Voters in Paraguay cast ballots on Sunday to choose a new leader and try to turn the page on a political crisis that saw the impeachment of leftist president Fernando Lugo ten months ago. Polls show the two leading candidates are conservative tobacco baron Horacio Cartes, 56, and the Liberal Party's Efrain Alegre, 50, who traded accusations of corruption and drug trafficking in a highly negative campaign.
The mostly rural country of 6.5 million bordering Brazil, Argentina and Bolivia is seeking a replacement for Lugo, a former Roman Catholic bishop turned politician who was ousted in June 2012 by the opposition-controlled legislature after a police eviction of farmers left 17 people dead. The leftist coalition that swept Lugo to power in 2008 has split, but Lugo is on the ballot again, this time running for a Senate seat.

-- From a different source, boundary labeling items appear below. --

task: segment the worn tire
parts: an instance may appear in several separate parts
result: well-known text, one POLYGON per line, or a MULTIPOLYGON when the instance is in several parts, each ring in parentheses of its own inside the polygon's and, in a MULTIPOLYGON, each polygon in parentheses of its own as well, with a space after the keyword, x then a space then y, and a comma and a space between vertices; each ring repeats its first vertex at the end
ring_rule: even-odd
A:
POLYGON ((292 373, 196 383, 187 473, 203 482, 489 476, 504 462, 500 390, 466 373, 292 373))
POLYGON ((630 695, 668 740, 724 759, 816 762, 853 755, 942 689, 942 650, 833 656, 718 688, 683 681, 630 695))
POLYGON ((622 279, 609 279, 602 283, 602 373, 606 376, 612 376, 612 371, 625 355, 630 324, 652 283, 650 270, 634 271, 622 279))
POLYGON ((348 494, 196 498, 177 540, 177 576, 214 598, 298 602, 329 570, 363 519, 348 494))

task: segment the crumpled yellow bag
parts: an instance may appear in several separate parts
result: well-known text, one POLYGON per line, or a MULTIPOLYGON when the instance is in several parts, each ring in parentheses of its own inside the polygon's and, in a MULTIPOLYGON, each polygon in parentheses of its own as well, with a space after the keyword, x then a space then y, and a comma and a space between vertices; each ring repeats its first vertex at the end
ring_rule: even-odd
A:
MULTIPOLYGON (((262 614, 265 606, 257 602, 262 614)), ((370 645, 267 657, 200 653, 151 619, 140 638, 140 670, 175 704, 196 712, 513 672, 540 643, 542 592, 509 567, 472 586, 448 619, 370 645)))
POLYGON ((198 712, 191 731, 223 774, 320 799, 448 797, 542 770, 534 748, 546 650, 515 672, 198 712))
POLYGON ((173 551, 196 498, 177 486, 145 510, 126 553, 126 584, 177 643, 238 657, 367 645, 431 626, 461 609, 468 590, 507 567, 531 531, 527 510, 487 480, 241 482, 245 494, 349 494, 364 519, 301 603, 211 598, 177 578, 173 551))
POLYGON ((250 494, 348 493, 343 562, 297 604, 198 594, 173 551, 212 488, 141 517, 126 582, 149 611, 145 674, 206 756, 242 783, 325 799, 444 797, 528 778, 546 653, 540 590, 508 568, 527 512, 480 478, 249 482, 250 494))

During the campaign Alegre, a self-styled crusader against crime and corruption, highlighted Cartes's brief 1985 jail stint for his role in a currency smuggling affair, while Cartes accused Alegre of embezzling $25 million in government funds. A Cartes victory would mean the return to power of the Colorado Party, which ruled the country for 61 years but has been out of power since 2008.
The conservative party was the pillar of support for dictator Alfredo Stroessner, who held power from 1954 to 1989. Cartes, one of the country's wealthiest men, did not join the party until 2009, and says he only voted for the first time the following year.
Paraguay is plagued by corruption, drug-trafficking, smuggling, and pirating of copyrighted materials like music and movies. Since Lugo's impeachment the country has been led by Liberal Party member Federico Franco, who is not running for re-election.
Most Latin American countries saw the impeachment as a legislative coup d'etat, and Paraguay's membership in the Mercosur common trade bloc and the Unasur regional group has been suspended. A video was broadcast on Paraguay's news website ABC Color showed a conservative Colorado Party senator striking an agreement with two Liberal Party members to pay $25 per vote in the central Caaguazu department.
Senator Silvio Ovelar, who was suspended Friday for two months without pay, told a press conference he was trying to expose corruption on the part of his Liberal rivals but that the move had backfired. Paraguay's 3.5 million voters will also choose some lawmakers in the legislature, and 17 governors.